I'm sorry if this message is too convoluted, but I have a bit of a special situation.
About 2 months ago, I switched to a cut on Fierce 5 upper/lower and lost weight somewhat steadily without my strength levels really changing at all. I was around 150 lb when I began the cut (I'm 5'6") and dropped to about 145 in a month. It felt fine for a while, although I did have to take a week off to move to a new city, and I'd planned another to take a vacation to Okinawa with my girlfriend.
The week we were supposed to go, I got hit with a serious flareup of my illness, and I ended up in a hospital bed for 9 days, 4 of which were completely without food, water, or anything except IV saline and 2 of which were spent on IV nutrition only. My weight dropped to about 136 pounds within the week, but I assumed it was mostly water weight or some body fat.
After release, I was also ordered to avoid any strenuous exercise for about another 9 days, although I did do basic bodyweight squats (even those were a serious struggle and slightly painful at first), pushups, and planks at home most days and ate tons of protein. I did, however, stop taking creatine, CLA, and Na-R-ALA because I don't know how any of those would interact with the 6 medicines I'm now taking or with my recovery. Not sure how much that would affect any of this.
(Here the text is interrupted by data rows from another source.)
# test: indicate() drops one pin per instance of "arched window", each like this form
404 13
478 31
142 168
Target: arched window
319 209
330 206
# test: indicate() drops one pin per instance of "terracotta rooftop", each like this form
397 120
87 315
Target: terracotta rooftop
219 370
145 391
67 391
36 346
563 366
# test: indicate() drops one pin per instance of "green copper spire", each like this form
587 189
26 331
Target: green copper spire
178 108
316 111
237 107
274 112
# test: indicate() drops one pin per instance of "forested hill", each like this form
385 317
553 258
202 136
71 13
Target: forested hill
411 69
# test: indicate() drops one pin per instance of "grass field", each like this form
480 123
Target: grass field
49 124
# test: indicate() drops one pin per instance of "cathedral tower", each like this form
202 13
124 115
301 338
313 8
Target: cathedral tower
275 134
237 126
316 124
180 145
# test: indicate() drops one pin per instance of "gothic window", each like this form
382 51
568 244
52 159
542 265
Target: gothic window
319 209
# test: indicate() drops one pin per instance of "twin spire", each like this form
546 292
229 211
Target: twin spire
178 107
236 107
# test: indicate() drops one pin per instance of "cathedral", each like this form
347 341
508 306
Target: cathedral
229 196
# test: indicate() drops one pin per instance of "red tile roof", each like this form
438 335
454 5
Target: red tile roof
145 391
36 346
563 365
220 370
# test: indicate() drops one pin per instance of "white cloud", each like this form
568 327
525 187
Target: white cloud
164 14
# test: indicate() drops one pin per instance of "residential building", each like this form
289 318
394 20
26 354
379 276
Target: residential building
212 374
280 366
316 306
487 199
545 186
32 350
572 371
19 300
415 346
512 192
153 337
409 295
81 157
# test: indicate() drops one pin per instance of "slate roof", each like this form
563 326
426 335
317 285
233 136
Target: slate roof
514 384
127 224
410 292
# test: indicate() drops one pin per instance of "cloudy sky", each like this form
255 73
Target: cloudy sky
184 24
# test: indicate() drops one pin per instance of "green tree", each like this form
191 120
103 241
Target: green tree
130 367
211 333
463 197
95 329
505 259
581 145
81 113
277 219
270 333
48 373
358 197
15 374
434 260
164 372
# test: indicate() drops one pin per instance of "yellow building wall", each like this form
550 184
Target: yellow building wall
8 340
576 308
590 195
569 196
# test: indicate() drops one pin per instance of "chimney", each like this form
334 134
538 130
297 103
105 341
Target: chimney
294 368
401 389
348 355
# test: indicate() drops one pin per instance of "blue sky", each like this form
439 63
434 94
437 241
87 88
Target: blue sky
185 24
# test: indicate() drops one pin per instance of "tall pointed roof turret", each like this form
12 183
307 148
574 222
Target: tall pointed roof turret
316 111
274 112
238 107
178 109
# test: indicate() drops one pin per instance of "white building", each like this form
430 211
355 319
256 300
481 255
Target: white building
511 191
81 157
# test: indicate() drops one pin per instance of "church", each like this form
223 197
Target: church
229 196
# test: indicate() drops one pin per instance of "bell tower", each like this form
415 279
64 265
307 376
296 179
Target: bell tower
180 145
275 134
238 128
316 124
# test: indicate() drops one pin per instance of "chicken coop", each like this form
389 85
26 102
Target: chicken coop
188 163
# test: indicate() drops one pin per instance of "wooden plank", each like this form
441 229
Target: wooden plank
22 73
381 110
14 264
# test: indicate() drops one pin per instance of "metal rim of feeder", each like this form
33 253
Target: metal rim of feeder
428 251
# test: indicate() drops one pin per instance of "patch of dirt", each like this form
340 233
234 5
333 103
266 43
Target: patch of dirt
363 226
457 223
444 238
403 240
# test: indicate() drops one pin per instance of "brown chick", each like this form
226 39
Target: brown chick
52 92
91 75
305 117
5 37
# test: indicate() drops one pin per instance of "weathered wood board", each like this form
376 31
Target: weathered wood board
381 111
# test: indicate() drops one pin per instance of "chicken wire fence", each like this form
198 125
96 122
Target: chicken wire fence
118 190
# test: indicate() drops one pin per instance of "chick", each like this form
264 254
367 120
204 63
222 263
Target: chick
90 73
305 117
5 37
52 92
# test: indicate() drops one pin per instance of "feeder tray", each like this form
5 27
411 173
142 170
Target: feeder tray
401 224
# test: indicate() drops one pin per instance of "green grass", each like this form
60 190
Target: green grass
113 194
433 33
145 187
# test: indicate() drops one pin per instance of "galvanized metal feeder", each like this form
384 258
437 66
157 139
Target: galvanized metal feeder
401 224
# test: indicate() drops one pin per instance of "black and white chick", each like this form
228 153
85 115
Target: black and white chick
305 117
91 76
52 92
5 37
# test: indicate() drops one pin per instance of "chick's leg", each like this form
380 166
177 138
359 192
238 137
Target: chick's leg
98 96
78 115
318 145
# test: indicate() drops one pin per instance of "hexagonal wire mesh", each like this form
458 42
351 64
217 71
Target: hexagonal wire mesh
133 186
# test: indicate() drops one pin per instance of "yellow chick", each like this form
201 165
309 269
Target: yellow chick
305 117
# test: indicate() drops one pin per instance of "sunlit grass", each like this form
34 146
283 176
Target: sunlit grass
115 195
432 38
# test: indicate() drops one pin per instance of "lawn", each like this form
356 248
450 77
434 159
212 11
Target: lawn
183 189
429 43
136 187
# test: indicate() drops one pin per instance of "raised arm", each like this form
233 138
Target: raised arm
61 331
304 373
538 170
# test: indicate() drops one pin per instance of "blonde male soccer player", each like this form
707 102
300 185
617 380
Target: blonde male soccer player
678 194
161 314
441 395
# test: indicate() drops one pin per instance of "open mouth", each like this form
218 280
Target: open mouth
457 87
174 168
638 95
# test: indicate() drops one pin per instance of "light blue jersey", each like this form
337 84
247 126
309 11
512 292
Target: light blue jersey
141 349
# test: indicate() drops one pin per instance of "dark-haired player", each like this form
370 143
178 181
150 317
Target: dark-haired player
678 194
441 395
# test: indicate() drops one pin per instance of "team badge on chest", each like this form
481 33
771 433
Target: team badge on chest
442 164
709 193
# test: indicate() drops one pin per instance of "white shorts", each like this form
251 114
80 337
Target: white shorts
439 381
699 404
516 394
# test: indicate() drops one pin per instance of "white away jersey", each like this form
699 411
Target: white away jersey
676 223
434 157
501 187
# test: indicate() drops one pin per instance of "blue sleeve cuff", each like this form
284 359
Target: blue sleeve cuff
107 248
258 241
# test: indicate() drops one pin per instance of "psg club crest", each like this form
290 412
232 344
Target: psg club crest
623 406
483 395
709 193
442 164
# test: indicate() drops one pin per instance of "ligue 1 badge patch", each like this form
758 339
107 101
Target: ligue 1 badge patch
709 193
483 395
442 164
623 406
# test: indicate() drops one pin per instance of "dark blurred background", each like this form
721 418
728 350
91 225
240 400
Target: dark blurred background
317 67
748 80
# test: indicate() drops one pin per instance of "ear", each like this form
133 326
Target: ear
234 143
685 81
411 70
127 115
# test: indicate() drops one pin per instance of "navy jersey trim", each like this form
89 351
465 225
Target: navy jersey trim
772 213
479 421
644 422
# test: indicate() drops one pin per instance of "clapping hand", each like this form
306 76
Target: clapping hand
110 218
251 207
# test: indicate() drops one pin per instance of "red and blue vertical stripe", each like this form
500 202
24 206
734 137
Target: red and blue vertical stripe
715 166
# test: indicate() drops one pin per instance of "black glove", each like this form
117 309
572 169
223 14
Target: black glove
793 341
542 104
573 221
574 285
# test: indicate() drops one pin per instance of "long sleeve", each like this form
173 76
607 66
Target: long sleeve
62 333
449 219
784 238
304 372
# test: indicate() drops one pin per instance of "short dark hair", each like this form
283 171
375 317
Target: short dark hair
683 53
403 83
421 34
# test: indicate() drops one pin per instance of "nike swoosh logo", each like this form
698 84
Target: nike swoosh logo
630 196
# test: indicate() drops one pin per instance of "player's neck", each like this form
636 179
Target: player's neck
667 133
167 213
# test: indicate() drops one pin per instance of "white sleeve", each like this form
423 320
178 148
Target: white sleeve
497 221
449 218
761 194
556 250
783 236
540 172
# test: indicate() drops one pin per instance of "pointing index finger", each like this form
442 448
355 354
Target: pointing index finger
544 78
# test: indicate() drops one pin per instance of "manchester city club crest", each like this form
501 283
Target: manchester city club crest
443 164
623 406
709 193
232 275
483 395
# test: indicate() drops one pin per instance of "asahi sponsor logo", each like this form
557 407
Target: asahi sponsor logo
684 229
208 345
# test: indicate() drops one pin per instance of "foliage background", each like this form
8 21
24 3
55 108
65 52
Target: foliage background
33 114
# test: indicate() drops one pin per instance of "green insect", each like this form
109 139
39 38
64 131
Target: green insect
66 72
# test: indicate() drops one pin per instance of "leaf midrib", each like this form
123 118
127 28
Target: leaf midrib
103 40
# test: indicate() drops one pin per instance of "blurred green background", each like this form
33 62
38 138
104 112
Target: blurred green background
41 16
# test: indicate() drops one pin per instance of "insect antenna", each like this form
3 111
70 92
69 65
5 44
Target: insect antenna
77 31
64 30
Today, I went to my gym for the first time in about 2 1/2 weeks, and I could barely do anything. I was doing upper split day A, and everything seems to have decreased by between 20% and 50%. Before, I just about benched 8 @ 65 kg or 5 @ 70 kg, or 5 @ 100 using a machine... today, I struggled to reach a 5th rep at 80 on the machine. I even tried to use dumbbells and could barely get up 5 reps at 20 kg per hand. The same thing happened with incline bench machine at 60 instead of usual 80, T-bar row at 30 instead of ~50. On lat pulldown, my form failed at 40 kg... I was doing around 50-60 for reps before. Cable bicep curls normally at 60 failed at 8th rep on 45, and notably, I couldn't do 12 @ 4 kg per dumbbell for incline bench reverse flies, something I've been doing since I started.
In this kind of situation, I would assume that every exercise I do should have some serious resetting/deloading. From there, though, should I be following the program's usual progression? It seems like if I do, it'll take something like 2-3 months to just survive doing what I was doing for fun 3 weeks ago. Is that normal? If not, how should the program be modified in this situation?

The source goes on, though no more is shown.